Au début des années 1870, Legge arpenta un certain nombre d’autres lignes de chemin de fer, au Québec et en Ontario, et il fut ingénieur en chef de travaux tels que le Toronto, Simcoe and Muskoka Junction Railway, le Gananoque and Rideau Railway, le chemin de fer de Montréal, Chambly et Sorel, et le Yamaska Valley Railway. Deux des arpentages qu’il fit à cette époque, l’un pour la Compagnie du chemin de fer de jonction entre Montréal et la cité d’Ottawa, l’autre pour une ligne dans le comté de Prince Edward, en Ontario, furent publiés. Malheureusement, Legge n’eut pas plus de succès avec ces lignes qu’il n’en avait eu avec le chemin à lisses de colonisation du nord de Montréal, et tous ces projets échouèrent ou leur réalisation fut remise à plus tard.
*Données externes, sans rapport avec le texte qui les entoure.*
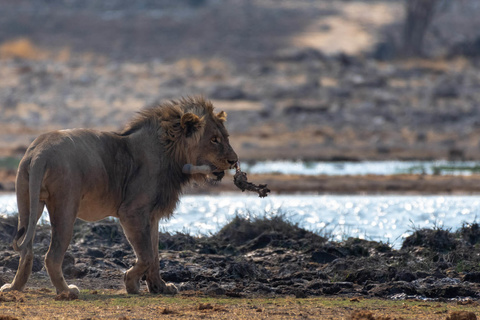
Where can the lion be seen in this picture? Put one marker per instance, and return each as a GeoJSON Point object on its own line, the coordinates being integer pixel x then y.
{"type": "Point", "coordinates": [134, 175]}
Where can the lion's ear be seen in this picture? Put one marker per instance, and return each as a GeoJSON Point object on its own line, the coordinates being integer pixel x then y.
{"type": "Point", "coordinates": [222, 115]}
{"type": "Point", "coordinates": [190, 123]}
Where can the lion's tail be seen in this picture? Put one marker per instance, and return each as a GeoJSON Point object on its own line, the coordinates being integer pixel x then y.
{"type": "Point", "coordinates": [37, 170]}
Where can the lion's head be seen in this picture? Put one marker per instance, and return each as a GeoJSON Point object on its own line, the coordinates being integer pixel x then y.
{"type": "Point", "coordinates": [191, 132]}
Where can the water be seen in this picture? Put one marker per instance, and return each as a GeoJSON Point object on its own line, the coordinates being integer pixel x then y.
{"type": "Point", "coordinates": [364, 167]}
{"type": "Point", "coordinates": [381, 218]}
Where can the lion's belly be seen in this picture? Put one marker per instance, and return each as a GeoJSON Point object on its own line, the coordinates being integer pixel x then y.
{"type": "Point", "coordinates": [95, 209]}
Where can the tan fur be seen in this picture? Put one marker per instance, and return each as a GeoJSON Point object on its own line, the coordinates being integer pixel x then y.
{"type": "Point", "coordinates": [135, 175]}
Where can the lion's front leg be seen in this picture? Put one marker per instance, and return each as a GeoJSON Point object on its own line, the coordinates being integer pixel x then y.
{"type": "Point", "coordinates": [142, 240]}
{"type": "Point", "coordinates": [154, 282]}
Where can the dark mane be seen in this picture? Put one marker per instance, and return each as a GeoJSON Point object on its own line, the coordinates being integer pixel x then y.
{"type": "Point", "coordinates": [167, 114]}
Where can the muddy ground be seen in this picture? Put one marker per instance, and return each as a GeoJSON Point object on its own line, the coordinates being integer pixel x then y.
{"type": "Point", "coordinates": [269, 257]}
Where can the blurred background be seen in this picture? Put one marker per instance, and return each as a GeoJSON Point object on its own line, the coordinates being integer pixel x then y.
{"type": "Point", "coordinates": [300, 79]}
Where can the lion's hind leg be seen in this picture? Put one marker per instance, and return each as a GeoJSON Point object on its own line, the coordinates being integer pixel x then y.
{"type": "Point", "coordinates": [62, 218]}
{"type": "Point", "coordinates": [26, 255]}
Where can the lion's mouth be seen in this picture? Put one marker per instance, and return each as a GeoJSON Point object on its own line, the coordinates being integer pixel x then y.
{"type": "Point", "coordinates": [218, 175]}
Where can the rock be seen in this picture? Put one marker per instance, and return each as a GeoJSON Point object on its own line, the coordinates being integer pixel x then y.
{"type": "Point", "coordinates": [461, 315]}
{"type": "Point", "coordinates": [472, 277]}
{"type": "Point", "coordinates": [224, 92]}
{"type": "Point", "coordinates": [95, 253]}
{"type": "Point", "coordinates": [322, 257]}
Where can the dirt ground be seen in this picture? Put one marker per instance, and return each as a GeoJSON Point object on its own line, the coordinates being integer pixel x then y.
{"type": "Point", "coordinates": [111, 304]}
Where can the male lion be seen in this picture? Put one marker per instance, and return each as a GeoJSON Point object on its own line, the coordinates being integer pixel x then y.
{"type": "Point", "coordinates": [135, 175]}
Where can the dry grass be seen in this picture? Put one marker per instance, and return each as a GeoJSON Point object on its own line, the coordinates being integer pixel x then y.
{"type": "Point", "coordinates": [40, 304]}
{"type": "Point", "coordinates": [21, 48]}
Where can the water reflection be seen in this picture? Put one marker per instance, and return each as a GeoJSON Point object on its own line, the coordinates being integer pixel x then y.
{"type": "Point", "coordinates": [386, 218]}
{"type": "Point", "coordinates": [439, 167]}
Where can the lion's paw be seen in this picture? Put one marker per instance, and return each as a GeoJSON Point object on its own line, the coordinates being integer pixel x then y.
{"type": "Point", "coordinates": [6, 287]}
{"type": "Point", "coordinates": [73, 289]}
{"type": "Point", "coordinates": [170, 288]}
Le dernier grand projet de Legge fut le pont Royal Albert, proposé à l’origine par la Compagnie du chemin à lisses de colonisation du nord de Montréal, qui devait enjamber le Saint-Laurent à l’extrémité est de Montréal et offrir une autre voie que le pont Victoria du Grand Tronc. John Young se fit l’ardent promoteur de ce projet, face à la forte opposition d’autres membres de la Commission du havre de Montréal, tout autant que de celle du Bureau de commerce de Montréal. En 1876, Legge en fut nommé ingénieur, mais les promoteurs du projet retirèrent la requête qu’ils avaient adressée en octobre pour l’obtention d’une charte fédérale, et le pont ne fut jamais construit.

On sait peu de chose de Legge après ce dernier échec. Il semble qu’en 1880 il avait quitté Montréal, et il mourut dans l’obscurité à Toronto le 12 avril 1881. On ignore la raison de sa mort prématurée, à l’âge de 51 ans, mais l’épuisement nerveux autant que physique occasionné par son travail y était pour quelque chose, comme ce fut le cas pour d’autres ingénieurs de son temps.
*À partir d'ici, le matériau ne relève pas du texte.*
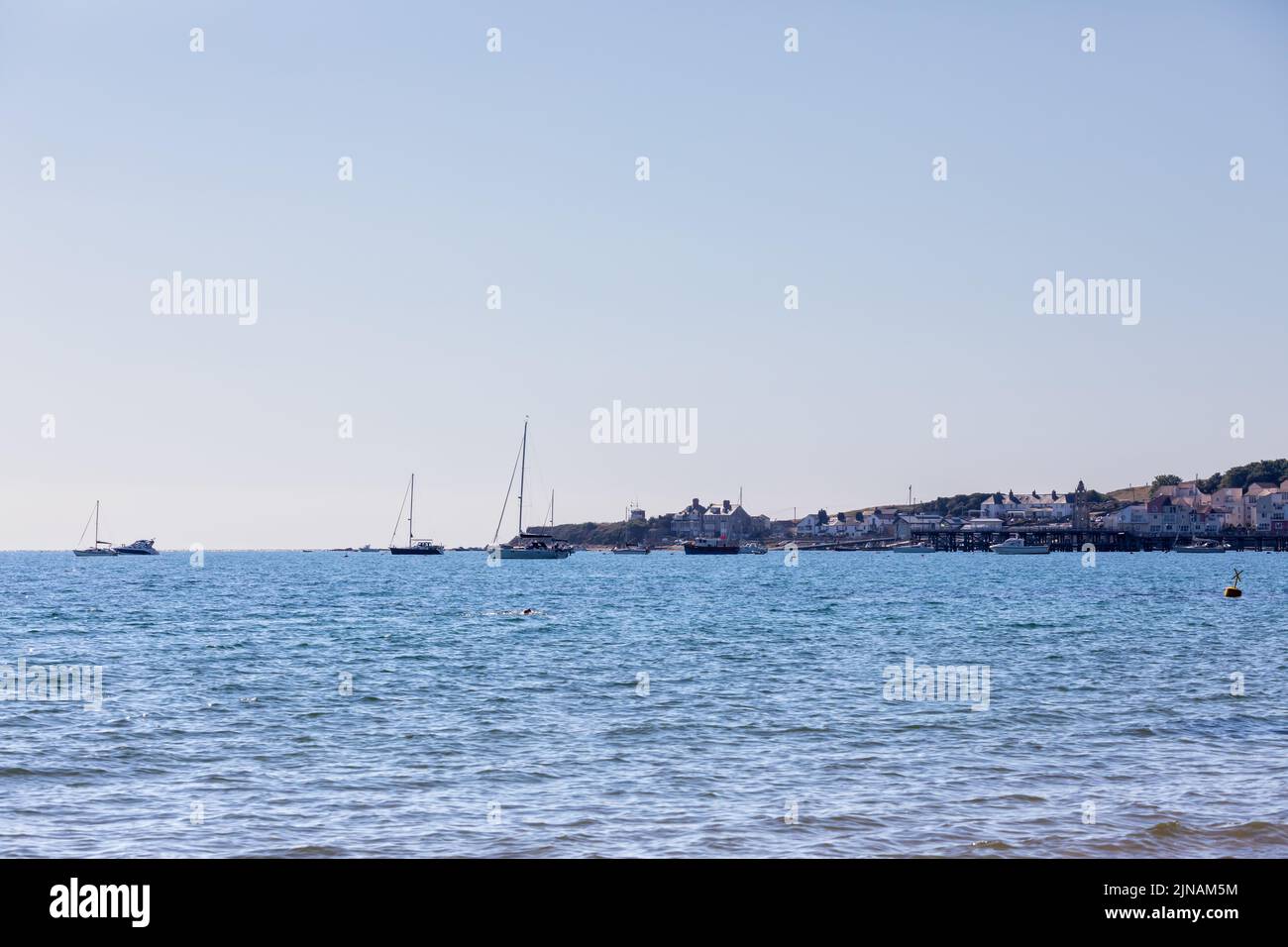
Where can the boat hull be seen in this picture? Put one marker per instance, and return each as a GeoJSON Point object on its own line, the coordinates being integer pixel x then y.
{"type": "Point", "coordinates": [522, 553]}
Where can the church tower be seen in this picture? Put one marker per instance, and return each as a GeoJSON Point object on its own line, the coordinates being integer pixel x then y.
{"type": "Point", "coordinates": [1081, 513]}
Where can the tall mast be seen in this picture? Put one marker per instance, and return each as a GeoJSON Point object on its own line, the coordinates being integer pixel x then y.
{"type": "Point", "coordinates": [523, 470]}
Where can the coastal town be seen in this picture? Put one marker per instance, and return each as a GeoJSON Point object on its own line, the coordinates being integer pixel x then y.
{"type": "Point", "coordinates": [1241, 505]}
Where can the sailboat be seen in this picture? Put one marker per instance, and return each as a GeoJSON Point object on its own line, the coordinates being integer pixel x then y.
{"type": "Point", "coordinates": [529, 545]}
{"type": "Point", "coordinates": [413, 545]}
{"type": "Point", "coordinates": [626, 547]}
{"type": "Point", "coordinates": [101, 547]}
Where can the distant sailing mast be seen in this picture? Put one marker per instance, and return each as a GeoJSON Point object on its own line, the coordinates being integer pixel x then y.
{"type": "Point", "coordinates": [531, 545]}
{"type": "Point", "coordinates": [413, 545]}
{"type": "Point", "coordinates": [101, 547]}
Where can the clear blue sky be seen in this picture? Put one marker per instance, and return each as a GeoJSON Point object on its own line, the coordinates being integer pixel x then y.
{"type": "Point", "coordinates": [516, 169]}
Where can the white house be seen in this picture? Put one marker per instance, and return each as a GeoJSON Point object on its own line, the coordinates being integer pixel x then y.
{"type": "Point", "coordinates": [1270, 512]}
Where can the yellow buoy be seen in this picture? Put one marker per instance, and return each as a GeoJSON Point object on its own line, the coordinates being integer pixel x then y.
{"type": "Point", "coordinates": [1234, 590]}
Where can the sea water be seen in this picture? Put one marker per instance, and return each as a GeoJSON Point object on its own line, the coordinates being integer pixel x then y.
{"type": "Point", "coordinates": [330, 703]}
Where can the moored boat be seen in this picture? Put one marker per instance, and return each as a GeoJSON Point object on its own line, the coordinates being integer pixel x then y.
{"type": "Point", "coordinates": [1016, 547]}
{"type": "Point", "coordinates": [101, 547]}
{"type": "Point", "coordinates": [708, 545]}
{"type": "Point", "coordinates": [413, 545]}
{"type": "Point", "coordinates": [533, 544]}
{"type": "Point", "coordinates": [1201, 547]}
{"type": "Point", "coordinates": [138, 548]}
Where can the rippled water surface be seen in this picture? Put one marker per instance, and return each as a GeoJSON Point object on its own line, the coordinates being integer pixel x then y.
{"type": "Point", "coordinates": [475, 729]}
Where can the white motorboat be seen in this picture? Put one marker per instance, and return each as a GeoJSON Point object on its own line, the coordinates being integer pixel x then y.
{"type": "Point", "coordinates": [1016, 547]}
{"type": "Point", "coordinates": [138, 548]}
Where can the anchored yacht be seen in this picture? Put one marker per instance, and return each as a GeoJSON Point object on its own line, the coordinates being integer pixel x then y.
{"type": "Point", "coordinates": [101, 547]}
{"type": "Point", "coordinates": [138, 548]}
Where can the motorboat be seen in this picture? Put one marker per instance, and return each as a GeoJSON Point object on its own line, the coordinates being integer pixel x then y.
{"type": "Point", "coordinates": [138, 548]}
{"type": "Point", "coordinates": [1201, 547]}
{"type": "Point", "coordinates": [1016, 547]}
{"type": "Point", "coordinates": [709, 545]}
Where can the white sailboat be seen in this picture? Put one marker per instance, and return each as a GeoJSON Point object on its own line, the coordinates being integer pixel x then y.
{"type": "Point", "coordinates": [1016, 547]}
{"type": "Point", "coordinates": [101, 547]}
{"type": "Point", "coordinates": [413, 545]}
{"type": "Point", "coordinates": [529, 545]}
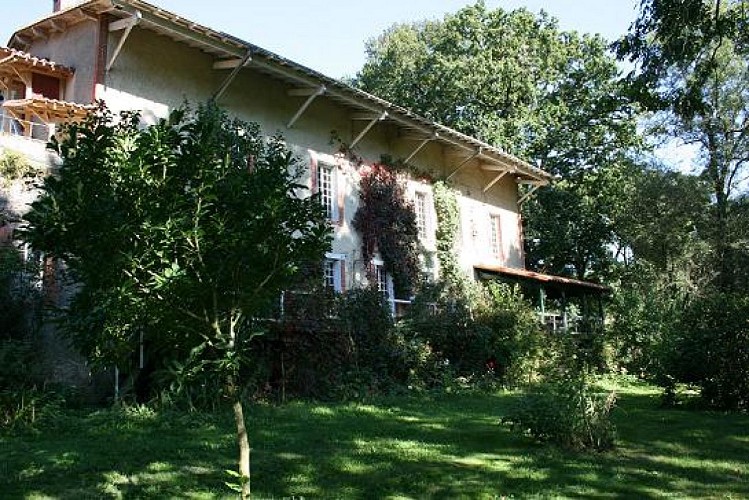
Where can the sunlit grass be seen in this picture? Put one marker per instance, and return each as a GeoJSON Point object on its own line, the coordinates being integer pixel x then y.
{"type": "Point", "coordinates": [423, 446]}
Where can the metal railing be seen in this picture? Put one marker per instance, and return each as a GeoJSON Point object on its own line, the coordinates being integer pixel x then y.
{"type": "Point", "coordinates": [25, 128]}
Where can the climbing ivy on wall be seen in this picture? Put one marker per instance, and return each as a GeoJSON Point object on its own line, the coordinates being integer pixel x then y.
{"type": "Point", "coordinates": [387, 223]}
{"type": "Point", "coordinates": [448, 223]}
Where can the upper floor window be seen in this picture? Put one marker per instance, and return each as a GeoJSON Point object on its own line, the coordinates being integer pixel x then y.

Même s’il contribua aux travaux de génie d’un des plus grands ouvrages du Canada, le pont Victoria, Legge ne laissait que peu d’autres travaux dans ce domaine. Mais son importance comme ingénieur-conseil et comme auteur de brochures – 23 articles publiés sur l’énergie hydraulique, les chemins de fer, les ponts et les brevets d’invention – apparaît dans le succès que connurent plusieurs de ses projets, après sa mort. Reconnu en outre comme un pionnier dans le domaine des requêtes en vue de l’obtention de brevets d’invention, il exploita avec succès la deuxième agence en importance, en Amérique du Nord, dans cette spécialité.

Larry S. McNally

Parmi les 23 brochures que Charles Legge a écrites entre 1860 et 1874, on retrouve notamment : A glance at the Victoria Bridge, and the men who built it (Montréal, 1860) ; Preliminary report and plans shewing the necessity of hydraulic docks at Montreal, with manufacturing facilities in connection with a city terminus, for the Grand Trunk Railway [...] (Montréal, 1861) ; Suggestions with reference to the proposed new act ; respecting letters patent for inventions, in the Dominion of Canada (Montréal, 1867) ; Report on Montreal Northern Colonization Railway, Montreal to city of Ottawa, with branch line to St. Jerome (Montréal, 1872), traduit sous le titre de Rapport sur le chemin de fer de colonisation du Nord, Montréal à Ottawa avec embranchement à St. Jérôme (Montréal, 1872). Pour une liste plus complète, on peut consulter les ouvrages de Narcisse-Eutrope Dionne*, Inventaire chronologique des livres, brochures, journaux et revues publiés en langue française dans la province de Québec depuis l’établissement de l’imprimerie au Canada jusqu’à nos jours (4 vol. et suppl., Québec, 1905–1912 ; réimpr., 2 vol., New York, 1969) ; de Philéas Gagnon*, Essai de bibliographie canadienne [...] (2 vol., Québec et Montréal, 1895–1913 ; réimpr., Dubuque, Iowa, [1962]) ; ainsi que le Catalogue des pamphlets, journaux et rapports déposés aux Archives publiques du Canada, 1611–1867, suivi d’un index, Norman Fee, compil. (2e édit., Ottawa, 1916) et le Catalogue des brochures aux APC (Casey), I.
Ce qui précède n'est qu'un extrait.